The top non-hasidic haredi rabbinic leader worldwide, 102-year-old Rabbi Aharon Leib Steinman, was asked in the past few days if heter mechira vegetables can be given by a haredi charity to the poor.
Above: Rabbi Aharon Leib Steinman
Top Haredi Rabbi Orders Charities To Trash Food Meant For The Poor
Shmarya Rosenberg • FailedMessiah.com
Let them go hungry?
The top non-hasidic haredi rabbinic leader worldwide, 102-year-old Rabbi Aharon Leib Steinman, was asked in the past few days if heter mechira vegetables can be given by a haredi charity to the poor, the haredi news website Behadrei Haredi reported.
One in every seven years is the Sabbatical Year (shmita in Hebrew). During a shmita year, under biblical law all land in the Land of Israel is supposed to lie fallow, and any crops raised during that year in violation of the biblical law may not be eaten.

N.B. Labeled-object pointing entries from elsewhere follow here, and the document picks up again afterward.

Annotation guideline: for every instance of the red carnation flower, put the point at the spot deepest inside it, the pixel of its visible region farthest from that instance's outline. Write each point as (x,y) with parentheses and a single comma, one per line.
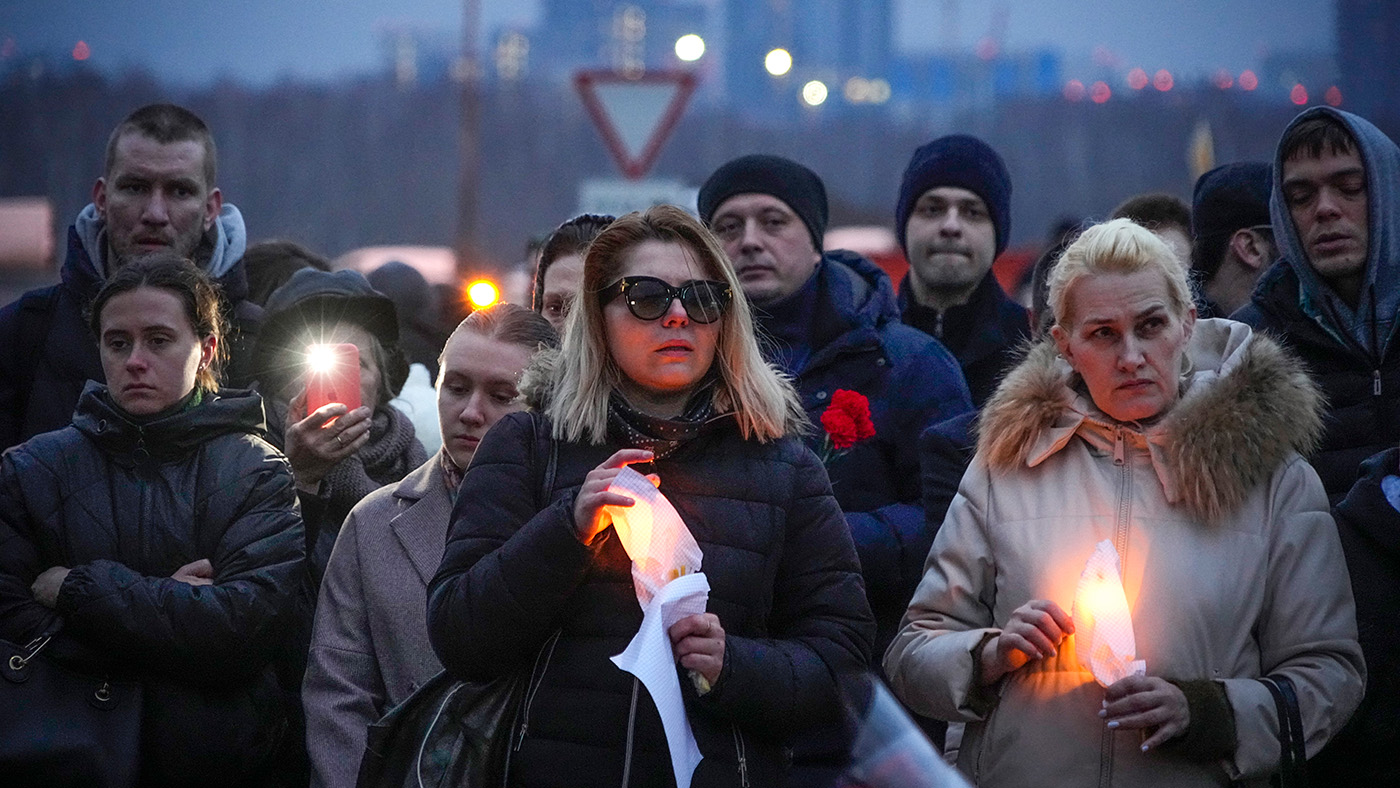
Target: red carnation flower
(847,421)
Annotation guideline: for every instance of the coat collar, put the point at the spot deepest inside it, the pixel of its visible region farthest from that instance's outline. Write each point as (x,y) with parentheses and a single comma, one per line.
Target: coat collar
(424,514)
(1246,405)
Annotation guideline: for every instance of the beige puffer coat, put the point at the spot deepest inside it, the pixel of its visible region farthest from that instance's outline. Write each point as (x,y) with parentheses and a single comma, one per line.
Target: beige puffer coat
(1231,566)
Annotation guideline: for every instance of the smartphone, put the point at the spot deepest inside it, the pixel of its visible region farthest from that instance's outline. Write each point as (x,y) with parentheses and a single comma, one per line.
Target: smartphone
(332,375)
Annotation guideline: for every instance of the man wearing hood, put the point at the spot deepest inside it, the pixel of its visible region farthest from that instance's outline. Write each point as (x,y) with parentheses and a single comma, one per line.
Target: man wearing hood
(832,322)
(1334,297)
(156,192)
(1334,293)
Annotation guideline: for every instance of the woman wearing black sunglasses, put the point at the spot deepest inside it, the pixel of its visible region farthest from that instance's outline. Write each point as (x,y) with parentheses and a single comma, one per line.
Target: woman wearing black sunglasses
(660,370)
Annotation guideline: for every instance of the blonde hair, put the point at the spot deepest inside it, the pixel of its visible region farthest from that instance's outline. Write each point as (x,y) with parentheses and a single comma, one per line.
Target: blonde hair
(1117,247)
(584,373)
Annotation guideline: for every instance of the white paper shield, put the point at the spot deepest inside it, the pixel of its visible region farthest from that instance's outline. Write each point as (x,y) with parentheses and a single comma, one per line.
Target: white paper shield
(665,571)
(1102,623)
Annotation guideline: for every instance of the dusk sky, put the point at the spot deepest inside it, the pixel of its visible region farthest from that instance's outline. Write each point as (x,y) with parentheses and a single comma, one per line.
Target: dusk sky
(261,41)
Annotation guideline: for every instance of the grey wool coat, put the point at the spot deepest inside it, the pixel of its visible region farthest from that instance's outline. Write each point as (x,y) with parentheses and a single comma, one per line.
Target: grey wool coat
(370,645)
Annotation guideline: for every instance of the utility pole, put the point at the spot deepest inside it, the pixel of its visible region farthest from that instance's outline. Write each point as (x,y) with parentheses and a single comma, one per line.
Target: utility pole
(468,142)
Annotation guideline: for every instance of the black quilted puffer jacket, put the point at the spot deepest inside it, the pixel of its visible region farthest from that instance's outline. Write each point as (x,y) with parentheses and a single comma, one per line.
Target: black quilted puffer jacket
(784,581)
(125,504)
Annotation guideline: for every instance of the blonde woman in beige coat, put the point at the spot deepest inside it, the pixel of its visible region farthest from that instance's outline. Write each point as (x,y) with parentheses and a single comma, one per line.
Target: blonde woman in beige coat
(1179,441)
(370,645)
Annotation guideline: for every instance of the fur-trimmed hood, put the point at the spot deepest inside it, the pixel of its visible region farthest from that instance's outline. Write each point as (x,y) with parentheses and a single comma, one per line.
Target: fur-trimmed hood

But when Jews started immigrating to the Land of Israel in large numbers beginning just before 1900 CE, the impracticality of this law in real life quickly became evident. Soon after, the first Ashkenazi Chief Rabbi of Palestine, Avaham Yitzchak HaKohen Kook, allowed a legal fiction called heter mechira to be used. Heter mechira, a pro forma sale of Jewish-owned farmland to non-Jews which is similar to the pro forma sale of all leavened foods to non-Jews just before Passover and other rabbinic legal fictions, allowed Jews to continue to farm during the shmita year and kept the new Jewish community from starving.
But many haredi rabbis objected to the heter mechira – mostly, many non-haredi observers argue, on political rather than truly religious grounds.
Now, almost 100 years since Kook’s ruling was issued, Steinman was asked whether produce grown using the heter mechira could be given by charities to the poor.
Steinman said no. Instead, the produce should be destroyed, Steinman ruled – meaning he does not accept the heter mechira even in the case of need, even as only a second choice.
As for the poor?
The Behadrei Haredim report doesn’t say.